Wie mit einem Hammerschlag donnerte ein neuer Gedanke in seinen Kopf: Nadja! … War Nadja das geheimnisvolle Wesen? Konnte sich das Monster in unterschiedliche Menschen verwandeln? Erst war es Simon und jetzt war es Nadja? Simon taumelte im Flur zurück und brauchte ein paar Schritte, um sich zu fangen. Dann schwankte er ohne ein weiteres Wort die Treppe zum Badezimmer nach oben. Das Letzte, was er von Nadja sah, war ein zufriedenes Grinsen in ihrem Gesicht, während sie weiterhin mit verschränkten Armen und ungewöhnlich breit aufgestellten Beinen im Türrahmen stand. War das ein normales, menschliches Grinsen? Oder ein teuflisches? Wer war das?
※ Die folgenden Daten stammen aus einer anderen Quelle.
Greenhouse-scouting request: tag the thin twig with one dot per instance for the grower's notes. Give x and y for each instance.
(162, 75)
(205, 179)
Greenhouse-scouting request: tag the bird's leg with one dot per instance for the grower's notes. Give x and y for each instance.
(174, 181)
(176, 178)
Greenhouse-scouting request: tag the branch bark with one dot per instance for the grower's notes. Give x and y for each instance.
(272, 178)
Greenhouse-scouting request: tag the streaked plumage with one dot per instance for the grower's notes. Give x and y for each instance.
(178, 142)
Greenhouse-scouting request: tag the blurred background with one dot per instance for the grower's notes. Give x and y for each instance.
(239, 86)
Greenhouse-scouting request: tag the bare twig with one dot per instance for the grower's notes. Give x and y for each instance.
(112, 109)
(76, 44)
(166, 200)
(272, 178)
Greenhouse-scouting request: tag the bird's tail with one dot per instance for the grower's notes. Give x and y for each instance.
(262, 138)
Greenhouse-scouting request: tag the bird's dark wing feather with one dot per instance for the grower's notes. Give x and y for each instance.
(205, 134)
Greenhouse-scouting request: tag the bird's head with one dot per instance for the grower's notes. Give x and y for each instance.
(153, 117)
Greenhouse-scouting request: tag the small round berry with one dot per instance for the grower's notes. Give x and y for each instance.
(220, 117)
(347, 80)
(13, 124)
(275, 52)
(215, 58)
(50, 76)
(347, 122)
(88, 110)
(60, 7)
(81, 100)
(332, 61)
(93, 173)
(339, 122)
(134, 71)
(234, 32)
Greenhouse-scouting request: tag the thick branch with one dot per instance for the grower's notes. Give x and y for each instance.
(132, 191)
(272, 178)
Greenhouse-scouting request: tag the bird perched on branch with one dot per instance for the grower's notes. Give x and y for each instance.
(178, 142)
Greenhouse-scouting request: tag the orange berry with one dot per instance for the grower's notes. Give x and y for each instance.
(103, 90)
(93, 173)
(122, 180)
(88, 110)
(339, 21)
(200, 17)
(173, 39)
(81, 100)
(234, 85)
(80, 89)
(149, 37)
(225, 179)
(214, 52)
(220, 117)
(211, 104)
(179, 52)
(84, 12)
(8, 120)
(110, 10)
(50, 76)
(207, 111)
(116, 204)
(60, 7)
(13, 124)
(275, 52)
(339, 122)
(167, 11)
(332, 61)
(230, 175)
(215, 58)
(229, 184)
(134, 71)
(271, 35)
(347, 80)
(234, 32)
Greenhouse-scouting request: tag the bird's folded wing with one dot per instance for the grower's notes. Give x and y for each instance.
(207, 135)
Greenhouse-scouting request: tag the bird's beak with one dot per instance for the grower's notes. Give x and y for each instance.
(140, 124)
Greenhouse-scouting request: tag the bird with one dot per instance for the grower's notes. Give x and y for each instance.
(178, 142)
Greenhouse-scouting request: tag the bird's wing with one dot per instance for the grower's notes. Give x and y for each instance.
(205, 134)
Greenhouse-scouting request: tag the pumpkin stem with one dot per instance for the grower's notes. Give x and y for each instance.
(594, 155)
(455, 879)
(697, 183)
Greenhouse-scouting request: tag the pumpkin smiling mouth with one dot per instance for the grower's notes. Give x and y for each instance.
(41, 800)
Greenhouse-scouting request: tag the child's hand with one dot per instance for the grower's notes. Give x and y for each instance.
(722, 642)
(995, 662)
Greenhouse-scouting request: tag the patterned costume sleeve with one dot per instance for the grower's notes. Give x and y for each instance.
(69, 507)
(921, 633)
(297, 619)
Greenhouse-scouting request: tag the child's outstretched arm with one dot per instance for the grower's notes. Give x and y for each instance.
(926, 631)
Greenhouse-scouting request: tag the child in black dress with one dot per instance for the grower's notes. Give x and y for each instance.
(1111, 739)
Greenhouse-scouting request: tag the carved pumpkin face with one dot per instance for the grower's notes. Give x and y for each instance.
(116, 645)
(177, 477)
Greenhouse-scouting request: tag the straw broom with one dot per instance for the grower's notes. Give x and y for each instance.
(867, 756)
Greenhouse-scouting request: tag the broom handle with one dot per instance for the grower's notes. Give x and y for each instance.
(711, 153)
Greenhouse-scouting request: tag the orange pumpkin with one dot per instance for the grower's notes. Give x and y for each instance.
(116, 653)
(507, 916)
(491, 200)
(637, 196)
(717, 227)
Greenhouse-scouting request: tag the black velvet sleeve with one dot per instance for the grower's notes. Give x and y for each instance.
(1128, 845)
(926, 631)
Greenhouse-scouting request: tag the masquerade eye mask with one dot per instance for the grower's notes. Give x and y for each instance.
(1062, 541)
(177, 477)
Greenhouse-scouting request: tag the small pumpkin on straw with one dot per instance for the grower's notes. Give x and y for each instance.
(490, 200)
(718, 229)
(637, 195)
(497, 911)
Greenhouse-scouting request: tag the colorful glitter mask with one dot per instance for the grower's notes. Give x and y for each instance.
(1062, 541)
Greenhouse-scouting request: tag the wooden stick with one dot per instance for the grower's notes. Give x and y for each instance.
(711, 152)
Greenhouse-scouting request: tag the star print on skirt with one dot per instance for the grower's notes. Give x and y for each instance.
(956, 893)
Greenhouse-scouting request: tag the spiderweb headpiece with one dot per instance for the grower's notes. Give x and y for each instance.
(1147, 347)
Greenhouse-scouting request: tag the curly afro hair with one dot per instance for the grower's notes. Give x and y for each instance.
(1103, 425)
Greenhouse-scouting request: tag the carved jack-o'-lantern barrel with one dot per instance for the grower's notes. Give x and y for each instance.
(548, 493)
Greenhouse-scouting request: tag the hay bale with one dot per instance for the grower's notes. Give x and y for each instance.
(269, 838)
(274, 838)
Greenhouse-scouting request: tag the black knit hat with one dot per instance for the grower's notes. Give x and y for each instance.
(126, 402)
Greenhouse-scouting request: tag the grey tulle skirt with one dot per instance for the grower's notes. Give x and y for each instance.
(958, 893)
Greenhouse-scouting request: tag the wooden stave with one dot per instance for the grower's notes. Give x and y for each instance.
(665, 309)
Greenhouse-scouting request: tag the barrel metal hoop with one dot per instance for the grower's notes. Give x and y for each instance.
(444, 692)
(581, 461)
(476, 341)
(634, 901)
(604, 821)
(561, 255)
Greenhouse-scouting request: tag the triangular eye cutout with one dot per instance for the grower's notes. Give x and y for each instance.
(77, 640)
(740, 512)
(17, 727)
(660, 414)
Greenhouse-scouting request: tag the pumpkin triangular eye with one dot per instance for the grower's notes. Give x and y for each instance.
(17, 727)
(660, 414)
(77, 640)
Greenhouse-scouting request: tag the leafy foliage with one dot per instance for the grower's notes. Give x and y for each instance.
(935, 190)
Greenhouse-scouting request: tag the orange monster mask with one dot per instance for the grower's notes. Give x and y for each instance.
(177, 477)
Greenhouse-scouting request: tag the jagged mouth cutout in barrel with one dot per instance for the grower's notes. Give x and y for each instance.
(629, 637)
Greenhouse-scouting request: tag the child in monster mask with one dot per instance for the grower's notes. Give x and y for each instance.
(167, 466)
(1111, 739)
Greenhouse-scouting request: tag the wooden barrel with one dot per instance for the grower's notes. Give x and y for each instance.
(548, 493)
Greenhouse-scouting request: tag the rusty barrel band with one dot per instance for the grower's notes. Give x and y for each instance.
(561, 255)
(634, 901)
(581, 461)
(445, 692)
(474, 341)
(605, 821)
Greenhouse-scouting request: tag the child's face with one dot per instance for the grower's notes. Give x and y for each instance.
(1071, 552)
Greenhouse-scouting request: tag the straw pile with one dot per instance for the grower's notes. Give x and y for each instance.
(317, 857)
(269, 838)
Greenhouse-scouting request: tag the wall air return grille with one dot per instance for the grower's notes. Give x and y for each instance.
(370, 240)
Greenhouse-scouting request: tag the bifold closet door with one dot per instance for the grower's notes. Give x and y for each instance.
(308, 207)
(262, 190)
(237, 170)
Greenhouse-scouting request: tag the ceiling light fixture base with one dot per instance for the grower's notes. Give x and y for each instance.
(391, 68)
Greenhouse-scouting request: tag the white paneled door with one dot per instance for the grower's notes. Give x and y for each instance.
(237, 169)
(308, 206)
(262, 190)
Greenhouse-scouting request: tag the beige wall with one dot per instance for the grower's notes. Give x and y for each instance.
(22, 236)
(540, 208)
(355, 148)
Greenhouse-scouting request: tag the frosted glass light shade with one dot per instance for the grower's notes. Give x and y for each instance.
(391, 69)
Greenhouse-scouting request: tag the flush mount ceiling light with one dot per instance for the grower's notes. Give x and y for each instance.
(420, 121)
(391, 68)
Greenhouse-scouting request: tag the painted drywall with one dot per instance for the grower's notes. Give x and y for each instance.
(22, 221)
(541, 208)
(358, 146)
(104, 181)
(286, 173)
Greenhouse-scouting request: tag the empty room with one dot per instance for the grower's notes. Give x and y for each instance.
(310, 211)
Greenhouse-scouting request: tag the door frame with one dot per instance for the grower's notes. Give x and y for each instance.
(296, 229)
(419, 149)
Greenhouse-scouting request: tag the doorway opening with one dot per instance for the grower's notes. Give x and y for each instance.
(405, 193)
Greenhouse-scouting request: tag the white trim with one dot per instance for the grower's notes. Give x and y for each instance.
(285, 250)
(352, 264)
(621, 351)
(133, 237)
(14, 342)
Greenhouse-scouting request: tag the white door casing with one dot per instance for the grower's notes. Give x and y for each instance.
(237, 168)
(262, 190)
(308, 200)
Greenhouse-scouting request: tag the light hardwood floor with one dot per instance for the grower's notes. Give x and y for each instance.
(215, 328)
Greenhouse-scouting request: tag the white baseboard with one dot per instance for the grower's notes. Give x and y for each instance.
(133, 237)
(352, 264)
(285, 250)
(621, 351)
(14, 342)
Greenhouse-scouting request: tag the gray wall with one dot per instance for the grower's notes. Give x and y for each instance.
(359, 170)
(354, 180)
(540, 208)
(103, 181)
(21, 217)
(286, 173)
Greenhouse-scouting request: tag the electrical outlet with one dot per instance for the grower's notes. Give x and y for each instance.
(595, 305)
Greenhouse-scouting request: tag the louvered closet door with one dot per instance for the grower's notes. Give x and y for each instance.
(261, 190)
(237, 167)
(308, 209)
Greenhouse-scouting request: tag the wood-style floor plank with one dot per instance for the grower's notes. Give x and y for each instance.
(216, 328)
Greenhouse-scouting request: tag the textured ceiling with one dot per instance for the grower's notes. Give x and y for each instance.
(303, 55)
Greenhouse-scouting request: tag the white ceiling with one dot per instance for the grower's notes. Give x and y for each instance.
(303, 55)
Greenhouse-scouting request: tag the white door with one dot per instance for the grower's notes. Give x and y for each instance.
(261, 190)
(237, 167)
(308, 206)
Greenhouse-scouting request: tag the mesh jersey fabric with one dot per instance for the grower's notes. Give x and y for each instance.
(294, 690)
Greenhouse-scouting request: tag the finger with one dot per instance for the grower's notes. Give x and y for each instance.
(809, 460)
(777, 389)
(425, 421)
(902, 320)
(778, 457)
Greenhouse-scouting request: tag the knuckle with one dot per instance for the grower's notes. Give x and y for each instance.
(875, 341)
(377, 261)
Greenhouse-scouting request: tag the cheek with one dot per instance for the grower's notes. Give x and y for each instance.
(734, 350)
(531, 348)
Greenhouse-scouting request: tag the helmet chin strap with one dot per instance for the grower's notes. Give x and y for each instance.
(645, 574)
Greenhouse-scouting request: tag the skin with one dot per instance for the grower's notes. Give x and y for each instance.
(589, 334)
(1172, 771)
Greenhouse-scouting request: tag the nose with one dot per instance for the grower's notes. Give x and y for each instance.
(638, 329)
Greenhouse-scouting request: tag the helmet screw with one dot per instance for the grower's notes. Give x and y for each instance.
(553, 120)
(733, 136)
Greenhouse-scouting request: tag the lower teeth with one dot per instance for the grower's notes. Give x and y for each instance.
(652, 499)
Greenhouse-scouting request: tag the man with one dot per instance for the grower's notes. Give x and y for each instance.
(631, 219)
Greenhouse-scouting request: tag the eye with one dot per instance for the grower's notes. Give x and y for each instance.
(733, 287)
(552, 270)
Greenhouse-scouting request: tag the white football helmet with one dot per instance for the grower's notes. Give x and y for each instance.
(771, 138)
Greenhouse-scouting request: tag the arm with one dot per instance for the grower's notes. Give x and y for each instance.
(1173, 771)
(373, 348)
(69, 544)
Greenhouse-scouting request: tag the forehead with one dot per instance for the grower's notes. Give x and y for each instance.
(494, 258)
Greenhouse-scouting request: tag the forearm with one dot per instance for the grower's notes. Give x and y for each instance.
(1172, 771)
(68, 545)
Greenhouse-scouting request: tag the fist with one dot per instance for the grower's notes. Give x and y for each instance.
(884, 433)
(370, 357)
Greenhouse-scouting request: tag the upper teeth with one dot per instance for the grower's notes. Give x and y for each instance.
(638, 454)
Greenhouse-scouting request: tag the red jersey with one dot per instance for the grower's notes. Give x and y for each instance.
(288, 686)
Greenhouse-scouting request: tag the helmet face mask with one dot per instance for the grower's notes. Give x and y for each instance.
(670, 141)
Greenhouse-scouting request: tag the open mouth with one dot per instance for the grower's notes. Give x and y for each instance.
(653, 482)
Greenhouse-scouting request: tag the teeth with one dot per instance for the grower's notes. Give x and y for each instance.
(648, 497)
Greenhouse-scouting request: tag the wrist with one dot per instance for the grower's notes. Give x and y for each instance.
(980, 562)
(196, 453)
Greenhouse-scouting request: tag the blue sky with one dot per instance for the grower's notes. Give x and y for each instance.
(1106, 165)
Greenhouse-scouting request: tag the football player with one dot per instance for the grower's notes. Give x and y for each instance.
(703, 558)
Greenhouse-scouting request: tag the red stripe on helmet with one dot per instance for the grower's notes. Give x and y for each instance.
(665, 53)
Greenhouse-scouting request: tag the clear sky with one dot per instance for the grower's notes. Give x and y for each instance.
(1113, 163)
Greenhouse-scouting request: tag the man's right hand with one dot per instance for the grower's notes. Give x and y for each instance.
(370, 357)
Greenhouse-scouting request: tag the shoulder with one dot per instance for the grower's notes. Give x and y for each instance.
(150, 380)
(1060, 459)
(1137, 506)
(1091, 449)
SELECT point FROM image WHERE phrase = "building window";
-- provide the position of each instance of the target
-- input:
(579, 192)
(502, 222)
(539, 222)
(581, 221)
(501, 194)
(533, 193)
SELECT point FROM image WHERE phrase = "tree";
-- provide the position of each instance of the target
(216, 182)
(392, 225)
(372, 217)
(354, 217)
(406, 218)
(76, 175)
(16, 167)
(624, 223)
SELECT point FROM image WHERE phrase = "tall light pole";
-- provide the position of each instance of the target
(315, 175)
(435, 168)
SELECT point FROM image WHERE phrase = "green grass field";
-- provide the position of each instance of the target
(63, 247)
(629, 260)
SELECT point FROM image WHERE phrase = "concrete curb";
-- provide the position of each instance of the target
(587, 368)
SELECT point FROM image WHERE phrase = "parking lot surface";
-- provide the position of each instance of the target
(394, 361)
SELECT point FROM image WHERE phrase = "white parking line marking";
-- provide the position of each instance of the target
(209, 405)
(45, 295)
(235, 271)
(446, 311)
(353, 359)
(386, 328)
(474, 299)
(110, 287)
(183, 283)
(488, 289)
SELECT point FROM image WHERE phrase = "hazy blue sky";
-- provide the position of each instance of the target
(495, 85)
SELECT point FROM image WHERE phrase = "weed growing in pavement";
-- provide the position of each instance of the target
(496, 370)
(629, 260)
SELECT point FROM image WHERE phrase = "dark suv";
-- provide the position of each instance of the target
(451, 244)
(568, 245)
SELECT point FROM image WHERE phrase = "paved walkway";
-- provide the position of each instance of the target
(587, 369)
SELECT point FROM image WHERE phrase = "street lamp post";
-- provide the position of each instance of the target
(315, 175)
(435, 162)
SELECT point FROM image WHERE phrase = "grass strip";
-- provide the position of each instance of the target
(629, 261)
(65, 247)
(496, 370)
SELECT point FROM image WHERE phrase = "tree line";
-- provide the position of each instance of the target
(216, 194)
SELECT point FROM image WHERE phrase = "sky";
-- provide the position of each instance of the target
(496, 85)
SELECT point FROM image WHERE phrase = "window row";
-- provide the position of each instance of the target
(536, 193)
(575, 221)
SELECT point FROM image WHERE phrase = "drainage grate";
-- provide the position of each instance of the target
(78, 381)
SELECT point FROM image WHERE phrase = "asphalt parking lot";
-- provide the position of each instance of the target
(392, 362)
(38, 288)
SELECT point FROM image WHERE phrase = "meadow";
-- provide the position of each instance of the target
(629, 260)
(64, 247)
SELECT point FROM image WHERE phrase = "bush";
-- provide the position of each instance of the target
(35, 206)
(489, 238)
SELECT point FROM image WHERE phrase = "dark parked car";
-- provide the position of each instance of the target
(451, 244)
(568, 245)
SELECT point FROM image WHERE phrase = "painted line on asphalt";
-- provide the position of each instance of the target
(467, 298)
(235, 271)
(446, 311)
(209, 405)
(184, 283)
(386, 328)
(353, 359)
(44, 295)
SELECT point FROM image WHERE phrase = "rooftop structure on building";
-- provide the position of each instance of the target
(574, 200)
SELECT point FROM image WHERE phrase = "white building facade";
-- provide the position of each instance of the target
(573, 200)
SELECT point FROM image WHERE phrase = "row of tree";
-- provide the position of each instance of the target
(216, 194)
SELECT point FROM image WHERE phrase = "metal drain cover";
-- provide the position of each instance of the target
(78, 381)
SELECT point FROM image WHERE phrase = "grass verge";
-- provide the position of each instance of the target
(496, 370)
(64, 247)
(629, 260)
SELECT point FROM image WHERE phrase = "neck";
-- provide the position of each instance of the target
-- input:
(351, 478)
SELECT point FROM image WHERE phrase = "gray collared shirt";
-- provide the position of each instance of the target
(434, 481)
Voller Hektik durchwühlte er den Wäschekorb im Badezimmer, bis er das Handtuch mit dem blauen Muster fand. Geradewegs hielt er es sich ins Gesicht und wollte einmal kräftig daran riechen. Aber schon beim ersten Riech-Impuls stach ihm so ein Gestank in die Nase, dass er das Handtuch fallen ließ, als wäre es mit Strom aufgeladen. Er selbst wich vor Ekel zurück, stolperte, fiel rückwärts nach hinten und stieß sich den Kopf an der Badewanne. Das Handtuch stank nach Schwefel, Dreck, Hundescheiße und Katzenpisse. Simon hätte sich übergeben können, aber er beherrschte sich. Woher wusste sie … ? Woher kam das Handtuch … ? Wie kam es hier rein … ? Nadja! Nadja war die Schlüsselperson! Sie war die Verzauberte! Sein Kopf schmerzte wie verrückt, sein Magen drehte sich um, er würgte. Sein Essen schoss ihm von unten hinauf in den Hals, er schluckte aber alles wieder runter. Jetzt erst mal die Dämonin unten in der Tür einfangen. Simon wollte im Bad aufspringen, aber sofort wurde ihm wieder schlecht und schwindelig zugleich und er polterte zurück auf den Boden. Egal. Nur raus hier. Auf allen Vieren krabbelte er zum Bad raus und ließ sich auf dem Bauch die Stufen nach unten gleiten. »Nadja!«, brüllte er. »Wer bist du?«

Niemand mehr da. Die Haustür stand offen, keine Menschenseele zu sehen. Und auch keine seelenlose Kreatur. Hatte er sich das wieder nur eingebildet? Mit wem hatte er da gerade gesprochen? Er zog sich am Türrahmen hoch und brüllte mit letzter Kraft in die menschenleere Straße hinaus: »Ich werde dich finden!!!«

Dann beugte er sich neben die Haustür und brach gefühlt das Essen der letzten drei Tage aus.